Quatre chansons dans son album éponyme très ambitieux et très sérieux, Zach Bryan anticipe quelques critiques. « Est-ce que tu en as déjà marre de chanter des chansons/Comme si toute ta douleur n’était qu’un autre putain de chant ? » » demande-t-il dans « East Side of Sorrow », l’un des nombreux chants à gorge déployée du disque sur un sujet douloureux. À ce stade du disque, l’auteur-compositeur de 27 ans a déjà récité un poème sur la nature de la peur et inclus une brève interpolation à la guitare électrique de « The Star-Spangled Banner » ; il a partagé une réflexion sombre lors d’un road trip avec un être cher malade et s’est plongé dans son passé de vétéran de la Marine, faisant rimer « mener une guerre » avec « je ne sais même pas pour quoi vous vous battez ».
Cela semble lourd – et c’est est lourd. Alors pourquoi Zach Bryan ressent-il comme une bouffée d’air frais ? Malgré toutes ses réflexions aux enjeux élevés sur la vie, l’amour et la mort, chantées dans un hurlement bourru et enfantin qui fait que même le mot « enfant » sonne comme un sanglot étouffé, Bryan a beaucoup de combat en lui. Une force croissante dans les charts country et rock, c’est une célébrité réticente dont la réticence ne fait que le faire paraître mûres comme une célébrité, tout en restant concentré sur l’écriture de chansons comme un moyen pur et non filtré de raconter son histoire. « Je suis trop attiré par l’écriture pour être une grande star », a-t-il déclaré Le New York Times l’année dernière. « Je ne suis pas fait pour ça. » Et pendant qu’il était interviewé à propos de Le chagrin américain, son premier disque de 34 chansons sur un label majeur, vendu en platine et devenu star, il a raison. Autoproduit et écrit presque entièrement sans co-scénaristes, sa suite, Zach Bryanvit fièrement dans son propre monde, pour le meilleur ou pour le pire.
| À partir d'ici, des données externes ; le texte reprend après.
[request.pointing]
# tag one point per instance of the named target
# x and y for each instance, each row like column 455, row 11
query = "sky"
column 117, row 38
En écoutant les chansons de Bryan, on comprend clairement pourquoi il prospère à la radio country. Même avec ses arrangements épurés, il a le don de créer des refrains mémorables et charnus qui vous emmènent sur les routes secondaires à ses côtés au son de la radio. Ce don est particulièrement évident dans « Hey Driver », dont le refrain sur les petites villes et les belles femmes est si grand et si amusant que le chanteur invité Michael Trotter Jr. de War and Treaty ne semble pas pouvoir arrêter de chanter la partie d’harmonie, devenant plus fort et plus émouvant à chaque répétition. À la fin de la chanson, Bryan a assourdi sa propre prestation pour un chant-parler inhabituel, apparemment distrait par l’effet que ses mélodies ont sur les gens autour de lui. Vous pouvez l’imaginer fermer les yeux, imaginant ce que cela ressentira lorsque toute la foule se joindra à lui.
Dans des moments comme ceux-ci, Bryan ressemble à une pop star, mais il travaille toujours fermement dans la lignée de l’écriture de chansons country à l’ancienne. Rien que le premier couplet de « I Remember Everything », une ballade gagnante mettant en vedette Kacey Musgraves, fait allusion au whisky rotgut et à une Ford de 1988, papa et maman, et à la sagesse héritée selon laquelle « les hommes adultes ne pleurent pas ». Élevé à Oologah, Oklahoma, Bryan ne se lasse jamais d’enquêter sur le paysage émotionnel de son enfance et sur l’effet qu’il a eu sur son jeune âge adulte. De son passage dans la Marine à son ascension improbable dans les charts jusqu’à la mort de sa mère en 2016, il est devenu passé maître dans l’art de présenter les faits de sa vie comme des discours d’encouragement durement gagnés : le bon début, « Overtime », est un hymne d’outsider entraînant et conscient de lui-même, incorporant ce qui se rapproche le plus de cet album d’une blague avec un extrait d’un récent Barstool Sports interviews de fans. Et pourtant, Bryan trébuche parfois lorsqu’il s’inscrit dans un récit plus vaste sur les vieilles âmes dans un monde moderne : « J’aurais aimé être un commerçant », essaie-t-il à la fin de l’album, « apprenant auprès d’un vieux profane battu ».